Deutschland ist kein Vorreiterland der Prävention. Das zeigen Ländervergleiche immer wieder. Heute hat die AOK zusammen mit dem Deutschen Krebsforschungszentrum den „Public Health-Index 2025“ veröffentlicht. Er betrachtet vier für die Prävention relevante Handlungsfelder: Tabak, Alkohol, Ernährung und Bewegung. Dies bildet das Präventionsniveau eines Landes zwar nur partiell ab, hier wären z.B. auch die Verkehrssicherheit, der Arbeitsschutz, die Lebensmittelmittelsicherheit oder, man erinnere sich an die Pandemie, der Infektionsschutz relevant, aber das sei einmal dahingestellt. Man kann die vier Felder entweder als Proxy für das Präventionsniveau insgesamt nehmen oder eben für sich genommen als relevante Einflussgrößen auf die Gesundheit.
Für die vier Handlungsfelder wurden anhand ausgewählter Präventionsaspekte Scores gebildet und am Ende eine Rangreihe von 18 europäischen Ländern gebildet. Deutschland schneidet sehr schlecht ab: Platz 17 von 18, nur die Schweiz ist schlechter.

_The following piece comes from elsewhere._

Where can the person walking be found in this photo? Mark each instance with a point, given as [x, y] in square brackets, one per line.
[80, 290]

In diesem Ländervergleich steckt eine Menge Arbeit, und wie gesagt, dass Deutschland in der Prävention Nachholbedarf hat, zumindest in diesen vier Bereichen, ist bekannt. Möge der Ländervergleich also das Bundesgesundheitsministerium zu mutigeren Schritten in der Prävention bewegen. Damit ließe sich sicher Geld in der Kranken- und Pflegeversicherung sparen, auch wenn niemand so genau weiß, wie viel bei welcher Präventionspolitik.
Das AOK/DKFZ-Papier leitet allerdings mit einem Narrativ ein, das man seit einiger Zeit immer wieder hört, auch der frühere Bundesgesundheitsminister Karl Lauterbach hat es am Ende seiner Amtszeit wiederholt bemüht: Deutschland gebe in Europa am meisten für Gesundheit aus und habe doch nur eine mittelmäßige Lebenserwartung. In den Gesundheitswissenschaften ist man sich eigentlich ziemlich einig, dass die Lebenserwartung nur zum geringeren Teil ein Produkt des Gesundheitswesens ist und mehr von den Lebensumständen, vor allem der sozialen Lage, und darüber vermittelt auch vom Gesundheitsverhalten abhängt. Das führt dann durchaus wieder zu den im AOK/DKFZ-Papier betrachteten Handlungsfeldern zurück, weil hier wichtige Einflussfaktoren auf die Lebenserwartung angesprochen sind.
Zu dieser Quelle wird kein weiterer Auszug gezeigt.